Move Over Stanford Dropouts: Older Americans Are Learning to Code and They're Getting Good
Who says technology is only for young people?
A growing number of older Americans are learning how to code, thanks to an assortment of college coding “boot camps” cropping up across the country.
Dozens of these coding boot camps — intensive, months long-training programs that teach you how to program computers — are gaining popularity with older people who want to develop a second professional skill set and continue working. As retirees continue to live longer and leave the workforce earlier than planned, there’s an increasing appeal — even necessity — to expanding your professional expertise to include technological skills as a veteran worker.
Right now is the perfect time to get your foot in the door in Silicon Valley: by 2020, there will be more open jobs in the technology sector than workers who can fill them, according to the Bureau of Labor Statistics. Plus, you may even impress your grandkids or your neighbors at the same time.

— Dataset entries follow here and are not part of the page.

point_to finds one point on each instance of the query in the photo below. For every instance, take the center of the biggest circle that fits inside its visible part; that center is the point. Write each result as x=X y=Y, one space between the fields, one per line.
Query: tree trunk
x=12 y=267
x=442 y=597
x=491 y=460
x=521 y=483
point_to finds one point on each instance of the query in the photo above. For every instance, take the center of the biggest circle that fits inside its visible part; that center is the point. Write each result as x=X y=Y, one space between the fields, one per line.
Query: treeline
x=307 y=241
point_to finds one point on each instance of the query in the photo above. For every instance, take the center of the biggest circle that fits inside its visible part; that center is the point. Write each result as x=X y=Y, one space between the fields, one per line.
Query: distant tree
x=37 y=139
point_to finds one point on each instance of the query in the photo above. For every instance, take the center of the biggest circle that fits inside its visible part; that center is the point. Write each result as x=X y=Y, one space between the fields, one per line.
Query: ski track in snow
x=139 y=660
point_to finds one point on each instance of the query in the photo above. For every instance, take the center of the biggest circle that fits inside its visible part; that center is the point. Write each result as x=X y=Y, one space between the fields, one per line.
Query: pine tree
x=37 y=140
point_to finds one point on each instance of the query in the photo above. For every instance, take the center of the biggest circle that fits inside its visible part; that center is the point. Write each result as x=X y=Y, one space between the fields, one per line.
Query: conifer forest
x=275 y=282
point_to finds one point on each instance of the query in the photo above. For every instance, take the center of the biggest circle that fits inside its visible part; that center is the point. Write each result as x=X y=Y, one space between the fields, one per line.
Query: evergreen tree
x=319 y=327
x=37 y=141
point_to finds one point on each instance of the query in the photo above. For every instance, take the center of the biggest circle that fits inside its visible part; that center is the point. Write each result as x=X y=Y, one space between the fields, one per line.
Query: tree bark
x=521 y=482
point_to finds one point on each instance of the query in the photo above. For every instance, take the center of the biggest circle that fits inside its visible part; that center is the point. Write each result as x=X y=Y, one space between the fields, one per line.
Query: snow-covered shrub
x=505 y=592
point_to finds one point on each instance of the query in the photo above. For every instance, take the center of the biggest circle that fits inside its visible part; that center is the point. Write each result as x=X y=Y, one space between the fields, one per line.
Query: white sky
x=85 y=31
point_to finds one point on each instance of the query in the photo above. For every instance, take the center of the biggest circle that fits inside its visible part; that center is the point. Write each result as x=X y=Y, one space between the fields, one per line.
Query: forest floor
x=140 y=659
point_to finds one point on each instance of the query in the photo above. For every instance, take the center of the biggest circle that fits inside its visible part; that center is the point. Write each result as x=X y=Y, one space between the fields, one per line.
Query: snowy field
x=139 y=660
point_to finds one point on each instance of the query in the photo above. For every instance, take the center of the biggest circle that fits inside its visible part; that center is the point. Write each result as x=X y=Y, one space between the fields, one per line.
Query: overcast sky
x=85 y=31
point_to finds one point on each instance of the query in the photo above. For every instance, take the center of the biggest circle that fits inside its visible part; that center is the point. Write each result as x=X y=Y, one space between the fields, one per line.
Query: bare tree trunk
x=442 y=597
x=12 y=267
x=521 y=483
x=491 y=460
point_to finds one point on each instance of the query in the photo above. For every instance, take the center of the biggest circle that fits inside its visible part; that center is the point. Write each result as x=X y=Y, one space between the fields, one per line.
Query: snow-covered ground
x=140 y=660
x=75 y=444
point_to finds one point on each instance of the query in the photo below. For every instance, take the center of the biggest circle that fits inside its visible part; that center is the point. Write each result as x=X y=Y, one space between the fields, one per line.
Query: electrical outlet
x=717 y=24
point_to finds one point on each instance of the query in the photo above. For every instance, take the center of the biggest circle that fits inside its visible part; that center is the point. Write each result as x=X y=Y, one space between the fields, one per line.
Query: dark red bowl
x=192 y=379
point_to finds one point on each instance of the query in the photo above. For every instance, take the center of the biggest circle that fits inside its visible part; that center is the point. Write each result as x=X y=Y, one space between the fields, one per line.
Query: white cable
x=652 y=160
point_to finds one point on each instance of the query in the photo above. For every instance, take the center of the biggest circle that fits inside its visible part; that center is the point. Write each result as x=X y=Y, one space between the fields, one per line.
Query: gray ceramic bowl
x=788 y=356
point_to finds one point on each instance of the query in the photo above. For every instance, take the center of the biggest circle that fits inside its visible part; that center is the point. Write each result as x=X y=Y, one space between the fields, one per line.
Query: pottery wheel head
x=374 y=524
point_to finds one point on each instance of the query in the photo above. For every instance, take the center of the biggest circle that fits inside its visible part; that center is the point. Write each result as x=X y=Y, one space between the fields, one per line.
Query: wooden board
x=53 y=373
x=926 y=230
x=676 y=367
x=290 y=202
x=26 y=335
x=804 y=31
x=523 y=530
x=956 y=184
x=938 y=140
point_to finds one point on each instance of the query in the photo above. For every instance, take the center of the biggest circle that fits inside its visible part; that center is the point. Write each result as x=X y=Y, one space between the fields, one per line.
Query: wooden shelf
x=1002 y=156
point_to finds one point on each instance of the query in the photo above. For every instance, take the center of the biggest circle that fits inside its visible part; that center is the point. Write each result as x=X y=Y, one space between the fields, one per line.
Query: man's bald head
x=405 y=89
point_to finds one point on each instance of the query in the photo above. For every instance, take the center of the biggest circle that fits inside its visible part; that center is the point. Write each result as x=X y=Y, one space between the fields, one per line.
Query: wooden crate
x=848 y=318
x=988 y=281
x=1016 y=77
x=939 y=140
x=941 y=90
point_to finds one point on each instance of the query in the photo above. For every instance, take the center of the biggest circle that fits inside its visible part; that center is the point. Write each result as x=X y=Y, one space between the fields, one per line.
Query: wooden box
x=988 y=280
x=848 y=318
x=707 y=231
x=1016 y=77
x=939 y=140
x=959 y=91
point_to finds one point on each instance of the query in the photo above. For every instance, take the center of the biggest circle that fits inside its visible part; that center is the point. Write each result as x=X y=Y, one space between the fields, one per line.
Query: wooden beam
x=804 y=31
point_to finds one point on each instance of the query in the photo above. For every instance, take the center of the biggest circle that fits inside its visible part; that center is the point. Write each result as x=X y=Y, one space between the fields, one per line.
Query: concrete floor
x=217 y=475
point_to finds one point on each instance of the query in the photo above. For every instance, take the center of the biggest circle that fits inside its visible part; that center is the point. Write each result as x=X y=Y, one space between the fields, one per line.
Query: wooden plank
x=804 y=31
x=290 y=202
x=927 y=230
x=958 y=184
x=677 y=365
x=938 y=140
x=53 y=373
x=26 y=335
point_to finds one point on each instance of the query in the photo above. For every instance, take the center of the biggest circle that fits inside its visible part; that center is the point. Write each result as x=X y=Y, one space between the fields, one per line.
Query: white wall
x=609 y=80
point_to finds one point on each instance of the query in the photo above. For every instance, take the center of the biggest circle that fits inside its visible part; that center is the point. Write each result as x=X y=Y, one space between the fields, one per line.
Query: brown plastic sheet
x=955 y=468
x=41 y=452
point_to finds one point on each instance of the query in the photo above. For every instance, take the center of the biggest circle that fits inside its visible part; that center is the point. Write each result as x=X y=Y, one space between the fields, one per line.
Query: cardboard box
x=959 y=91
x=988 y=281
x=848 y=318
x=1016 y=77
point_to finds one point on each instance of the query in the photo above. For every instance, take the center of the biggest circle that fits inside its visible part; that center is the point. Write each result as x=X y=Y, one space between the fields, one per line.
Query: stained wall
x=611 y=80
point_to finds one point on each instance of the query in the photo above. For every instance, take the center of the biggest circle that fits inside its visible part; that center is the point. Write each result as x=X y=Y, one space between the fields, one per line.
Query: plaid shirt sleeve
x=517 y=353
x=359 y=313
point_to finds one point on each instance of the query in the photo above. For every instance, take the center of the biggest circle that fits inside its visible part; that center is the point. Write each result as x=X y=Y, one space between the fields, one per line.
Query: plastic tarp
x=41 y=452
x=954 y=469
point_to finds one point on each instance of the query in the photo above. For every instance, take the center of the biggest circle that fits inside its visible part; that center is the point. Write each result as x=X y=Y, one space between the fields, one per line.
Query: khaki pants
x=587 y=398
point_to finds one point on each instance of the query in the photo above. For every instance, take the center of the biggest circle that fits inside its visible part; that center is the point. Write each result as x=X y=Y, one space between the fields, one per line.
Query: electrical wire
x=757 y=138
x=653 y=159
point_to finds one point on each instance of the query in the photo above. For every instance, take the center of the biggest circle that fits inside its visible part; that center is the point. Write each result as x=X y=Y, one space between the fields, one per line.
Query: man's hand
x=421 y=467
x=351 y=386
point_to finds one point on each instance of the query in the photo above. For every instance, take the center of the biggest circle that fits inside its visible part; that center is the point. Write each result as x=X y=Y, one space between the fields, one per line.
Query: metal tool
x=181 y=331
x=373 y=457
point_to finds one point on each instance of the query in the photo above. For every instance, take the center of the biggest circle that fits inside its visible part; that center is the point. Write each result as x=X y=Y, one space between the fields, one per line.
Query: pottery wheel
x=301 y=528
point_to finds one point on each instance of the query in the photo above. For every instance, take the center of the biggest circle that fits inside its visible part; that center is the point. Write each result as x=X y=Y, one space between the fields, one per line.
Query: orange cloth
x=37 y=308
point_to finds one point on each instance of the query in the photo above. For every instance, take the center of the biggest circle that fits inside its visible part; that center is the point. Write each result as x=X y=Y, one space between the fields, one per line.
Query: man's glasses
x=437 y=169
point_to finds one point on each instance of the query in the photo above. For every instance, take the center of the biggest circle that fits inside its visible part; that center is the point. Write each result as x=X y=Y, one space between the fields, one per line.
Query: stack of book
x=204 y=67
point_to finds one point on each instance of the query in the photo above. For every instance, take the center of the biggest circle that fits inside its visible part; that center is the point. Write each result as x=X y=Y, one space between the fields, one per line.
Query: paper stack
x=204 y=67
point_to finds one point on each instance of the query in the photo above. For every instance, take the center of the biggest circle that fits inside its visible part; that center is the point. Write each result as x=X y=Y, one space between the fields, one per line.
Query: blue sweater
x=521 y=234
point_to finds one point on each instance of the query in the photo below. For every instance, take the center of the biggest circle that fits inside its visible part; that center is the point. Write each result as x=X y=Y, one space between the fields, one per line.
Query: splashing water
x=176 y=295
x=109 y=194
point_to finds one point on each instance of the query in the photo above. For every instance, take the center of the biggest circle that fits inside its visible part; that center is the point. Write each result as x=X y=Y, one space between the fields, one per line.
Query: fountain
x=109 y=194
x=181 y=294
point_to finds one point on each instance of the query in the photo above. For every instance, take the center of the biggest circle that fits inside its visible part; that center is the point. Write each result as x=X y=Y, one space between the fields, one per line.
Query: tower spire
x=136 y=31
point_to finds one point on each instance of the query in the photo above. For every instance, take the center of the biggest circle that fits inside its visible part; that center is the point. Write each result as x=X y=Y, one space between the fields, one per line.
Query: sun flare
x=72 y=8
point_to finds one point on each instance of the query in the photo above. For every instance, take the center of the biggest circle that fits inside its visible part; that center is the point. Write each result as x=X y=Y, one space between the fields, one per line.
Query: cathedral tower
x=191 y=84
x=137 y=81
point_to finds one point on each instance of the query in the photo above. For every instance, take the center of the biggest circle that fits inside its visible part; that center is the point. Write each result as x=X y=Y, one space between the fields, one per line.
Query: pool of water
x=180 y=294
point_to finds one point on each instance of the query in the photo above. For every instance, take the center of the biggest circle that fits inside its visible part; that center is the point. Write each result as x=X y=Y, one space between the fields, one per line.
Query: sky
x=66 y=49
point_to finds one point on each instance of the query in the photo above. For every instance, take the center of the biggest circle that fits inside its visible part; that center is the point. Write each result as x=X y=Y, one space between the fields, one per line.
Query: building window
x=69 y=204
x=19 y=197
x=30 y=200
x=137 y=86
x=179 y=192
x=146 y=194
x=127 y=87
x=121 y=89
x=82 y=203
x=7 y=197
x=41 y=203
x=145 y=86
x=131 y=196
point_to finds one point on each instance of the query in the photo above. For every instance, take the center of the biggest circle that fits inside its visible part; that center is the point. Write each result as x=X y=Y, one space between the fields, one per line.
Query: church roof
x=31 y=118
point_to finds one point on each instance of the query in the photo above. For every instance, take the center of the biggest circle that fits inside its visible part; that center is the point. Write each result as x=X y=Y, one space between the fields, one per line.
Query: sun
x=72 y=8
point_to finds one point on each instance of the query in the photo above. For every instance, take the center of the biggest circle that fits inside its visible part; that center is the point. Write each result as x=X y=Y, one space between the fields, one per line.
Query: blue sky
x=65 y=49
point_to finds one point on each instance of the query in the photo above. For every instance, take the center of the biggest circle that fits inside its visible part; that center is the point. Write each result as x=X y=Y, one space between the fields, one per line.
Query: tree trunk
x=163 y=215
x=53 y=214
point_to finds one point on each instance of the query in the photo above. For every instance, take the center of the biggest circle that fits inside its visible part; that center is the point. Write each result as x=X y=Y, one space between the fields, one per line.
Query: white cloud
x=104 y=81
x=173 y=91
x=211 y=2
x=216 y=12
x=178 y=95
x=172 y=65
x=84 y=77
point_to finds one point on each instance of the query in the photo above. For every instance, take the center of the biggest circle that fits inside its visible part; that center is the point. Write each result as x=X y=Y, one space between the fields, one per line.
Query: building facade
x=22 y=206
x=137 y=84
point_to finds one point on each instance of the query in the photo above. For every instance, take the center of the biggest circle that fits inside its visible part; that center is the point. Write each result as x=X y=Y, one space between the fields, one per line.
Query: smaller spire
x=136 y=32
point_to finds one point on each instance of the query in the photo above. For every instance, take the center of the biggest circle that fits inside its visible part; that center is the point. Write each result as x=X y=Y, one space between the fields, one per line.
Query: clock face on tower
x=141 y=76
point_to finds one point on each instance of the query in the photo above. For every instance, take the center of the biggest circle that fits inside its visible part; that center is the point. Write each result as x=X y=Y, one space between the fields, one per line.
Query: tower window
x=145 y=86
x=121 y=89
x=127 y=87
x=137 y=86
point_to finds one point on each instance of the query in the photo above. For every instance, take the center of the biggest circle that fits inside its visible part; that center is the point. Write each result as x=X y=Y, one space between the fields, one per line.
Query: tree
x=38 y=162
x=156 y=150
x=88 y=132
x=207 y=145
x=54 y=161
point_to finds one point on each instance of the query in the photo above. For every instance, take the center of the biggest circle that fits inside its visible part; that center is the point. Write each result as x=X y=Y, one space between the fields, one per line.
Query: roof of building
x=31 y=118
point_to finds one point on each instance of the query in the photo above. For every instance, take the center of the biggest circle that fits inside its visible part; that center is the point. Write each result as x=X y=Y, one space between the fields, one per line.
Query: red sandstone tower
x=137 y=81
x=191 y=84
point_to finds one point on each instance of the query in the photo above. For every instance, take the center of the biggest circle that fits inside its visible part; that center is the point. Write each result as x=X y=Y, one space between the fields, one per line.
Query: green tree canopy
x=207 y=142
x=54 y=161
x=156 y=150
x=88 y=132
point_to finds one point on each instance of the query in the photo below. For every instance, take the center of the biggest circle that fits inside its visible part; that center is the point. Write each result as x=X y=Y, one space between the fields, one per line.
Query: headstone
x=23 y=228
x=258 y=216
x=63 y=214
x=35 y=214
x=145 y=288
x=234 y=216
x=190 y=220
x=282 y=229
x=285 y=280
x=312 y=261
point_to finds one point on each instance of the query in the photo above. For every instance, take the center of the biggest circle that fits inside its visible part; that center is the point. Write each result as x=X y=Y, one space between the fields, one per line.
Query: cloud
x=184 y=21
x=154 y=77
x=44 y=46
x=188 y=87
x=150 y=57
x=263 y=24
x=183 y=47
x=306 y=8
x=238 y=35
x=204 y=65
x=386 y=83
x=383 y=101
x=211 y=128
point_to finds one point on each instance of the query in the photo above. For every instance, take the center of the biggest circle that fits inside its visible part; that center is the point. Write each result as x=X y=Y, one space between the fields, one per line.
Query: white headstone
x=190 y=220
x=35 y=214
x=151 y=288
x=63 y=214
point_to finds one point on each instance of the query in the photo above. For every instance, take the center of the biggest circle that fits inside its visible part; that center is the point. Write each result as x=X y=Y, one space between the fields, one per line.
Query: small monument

"You need continuous booster shots of skilling and upskilling,” Van Ton-Quinlivan, executive in residence at the Institute for the Future and former executive vice chancellor of Workforce & Digital Futures for the community college system of California, told AARP. There's been an almost 50% increase in the number of students graduating from computer coding boot camps between this year and last, according to Course Report.
Coding is the perfect "booster shot" for a new or part-time career for older workers: coding boot camps costs tens of thousands of dollars less than regular graduate school programs, helping you avoid the crushing student loan debt facing greater numbers of older Americans every year. They also require a significantly smaller time commitment, with many running just a few months long.
Trilogy Education Services, a workplace accelerator that offers coding boot camp services, has almost 40 partnerships with colleges across the country that charge $11,500 for six month programs. 18% of its students are over 40. At Rice University's coding boot camps, about one quarter of students to date are over 40, and at the University of Oregon's Continuing and Professional Education school, around one fifth of the students are over 40, according to AARP.
There's also a lucrative financial incentive to keep in mind: median pay for computer programmers was almost $85,000 last year, according to BLS. You'll be able to squirrel away a lot more retirement cash on that kind of salary than you might working at a local museum or small business.
Maybe you'll even land a job interview at Google before one of your grandkids.